You are viewing a plain text version of this content. The canonical link for it is here.
Posted to java-user@lucene.apache.org by apoorv gupta <ap...@gmail.com> on 2016/06/09 07:11:47 UTC

Optimizing Lucene search for whitespace analyzer.

Hi

I am using lucene based index for solving following problem -

1. I have a doc with following structure:

    docName:<something>>
    includeKeywords: Space separated set of keywords.
    excludeKeywords: Space separated set of keywords.
    result: to be returned as response
    ...
    ..

2. Now I will receive a set of keywords in request and I have to find
    all the documents whose all include keywords (space separated in
document)
    are in the request and none of the exclude keywords (space separated in
document)
    are in the request.

Example:
Doc: docName:"xyz"
        includeKeywords:["ABC" , "AB" , "XYZ" , "Z"]
        excludeKeywords:["KL"]

Requests that will match the doc: 1. [ "ABC", "AB", "XYZ", "Z", "OP", "QR" ]
                                                      2. [ "ABC", "AB",
"XYZ", "Z"]

Requests that will not match the doc: 1. [ "ABC", "AB", "XYZ"]
                                                            2. [ "ABC",
"AB", "XYZ", "Z", "KL"]
                                                            3. [ "ABC",
"AB", "XYZ", "Z", "OP", "QR", "KL" ]

I have used Whitespace analyzer for creating indexes as it will properly
tokenize my space
separated keywords in include and exclude keywords list.

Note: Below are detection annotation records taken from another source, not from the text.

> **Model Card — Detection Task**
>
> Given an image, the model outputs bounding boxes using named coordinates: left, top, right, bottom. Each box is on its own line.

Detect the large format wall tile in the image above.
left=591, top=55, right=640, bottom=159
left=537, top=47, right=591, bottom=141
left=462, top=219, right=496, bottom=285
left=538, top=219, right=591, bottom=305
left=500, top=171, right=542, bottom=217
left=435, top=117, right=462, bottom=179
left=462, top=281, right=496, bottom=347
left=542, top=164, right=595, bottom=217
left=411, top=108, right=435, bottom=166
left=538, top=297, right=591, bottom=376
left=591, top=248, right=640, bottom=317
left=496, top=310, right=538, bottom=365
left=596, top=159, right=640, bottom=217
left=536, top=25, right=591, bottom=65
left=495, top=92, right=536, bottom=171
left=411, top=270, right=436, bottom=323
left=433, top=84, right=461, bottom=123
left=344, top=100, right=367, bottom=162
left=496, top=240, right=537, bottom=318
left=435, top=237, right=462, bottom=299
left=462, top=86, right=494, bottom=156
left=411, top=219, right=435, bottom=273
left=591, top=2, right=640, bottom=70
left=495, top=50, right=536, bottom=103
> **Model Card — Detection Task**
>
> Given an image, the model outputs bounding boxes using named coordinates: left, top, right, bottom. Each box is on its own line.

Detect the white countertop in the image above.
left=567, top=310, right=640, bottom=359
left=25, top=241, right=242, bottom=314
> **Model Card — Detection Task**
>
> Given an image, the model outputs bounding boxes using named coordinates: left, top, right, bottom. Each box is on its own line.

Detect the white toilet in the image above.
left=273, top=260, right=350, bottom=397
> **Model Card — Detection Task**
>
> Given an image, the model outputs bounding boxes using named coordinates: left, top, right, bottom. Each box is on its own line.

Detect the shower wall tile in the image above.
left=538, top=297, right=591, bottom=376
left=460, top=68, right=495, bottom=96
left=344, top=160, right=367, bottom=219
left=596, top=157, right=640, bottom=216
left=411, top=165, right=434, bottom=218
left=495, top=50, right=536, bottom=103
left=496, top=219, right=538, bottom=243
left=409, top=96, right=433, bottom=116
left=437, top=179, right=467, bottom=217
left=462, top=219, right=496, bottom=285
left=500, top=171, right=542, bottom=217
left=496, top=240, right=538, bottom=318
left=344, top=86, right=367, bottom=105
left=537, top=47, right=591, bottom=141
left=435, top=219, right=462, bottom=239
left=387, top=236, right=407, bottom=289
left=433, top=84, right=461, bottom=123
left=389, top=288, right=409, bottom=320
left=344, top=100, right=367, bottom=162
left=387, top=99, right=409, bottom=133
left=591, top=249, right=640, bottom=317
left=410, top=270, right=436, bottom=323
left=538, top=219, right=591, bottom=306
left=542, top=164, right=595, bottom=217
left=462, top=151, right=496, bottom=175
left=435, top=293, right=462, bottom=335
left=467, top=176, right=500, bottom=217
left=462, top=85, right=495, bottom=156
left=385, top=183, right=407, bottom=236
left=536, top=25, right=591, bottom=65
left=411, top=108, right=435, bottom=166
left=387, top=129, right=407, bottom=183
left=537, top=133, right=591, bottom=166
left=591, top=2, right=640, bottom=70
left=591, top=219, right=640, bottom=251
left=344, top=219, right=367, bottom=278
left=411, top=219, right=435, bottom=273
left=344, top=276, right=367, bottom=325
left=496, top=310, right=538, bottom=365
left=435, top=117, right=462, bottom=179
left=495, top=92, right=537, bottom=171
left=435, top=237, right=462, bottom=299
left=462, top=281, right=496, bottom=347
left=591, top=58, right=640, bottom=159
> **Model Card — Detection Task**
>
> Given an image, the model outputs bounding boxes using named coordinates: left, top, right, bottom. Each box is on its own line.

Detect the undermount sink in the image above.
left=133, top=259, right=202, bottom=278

Also, in search I am using Boolean query by combining MatchAllDocs query
and other boolean query's with MUST_NOT_OCCUR clause.

Now with 120000 such documents indexed in lucene, I am getting a response
time of
7 ms on a machine with following configuration -

Architecture:          x86_64
CPU op-mode(s):        32-bit, 64-bit
CPU(s):                8
On-line CPU(s) list:   0-7
Thread(s) per core:    1
Core(s) per socket:    1
Socket(s):             8
CPU MHz:               2294.686
BogoMIPS:              4589.37
Virtualization type:   full
L2 cache:              256K
L3 cache:              25600K

I need help to optimize this situation, as I feel that 7ms for such simple
use case is too much.

Is there a way I can optimize lucene search for this case, and get down my
response time ?
Please help me here.

Also, please let me know if there is a confusion in understanding of the
problem. I will re explain it with more examples.
Thanks in advance.

Regards
-Apurv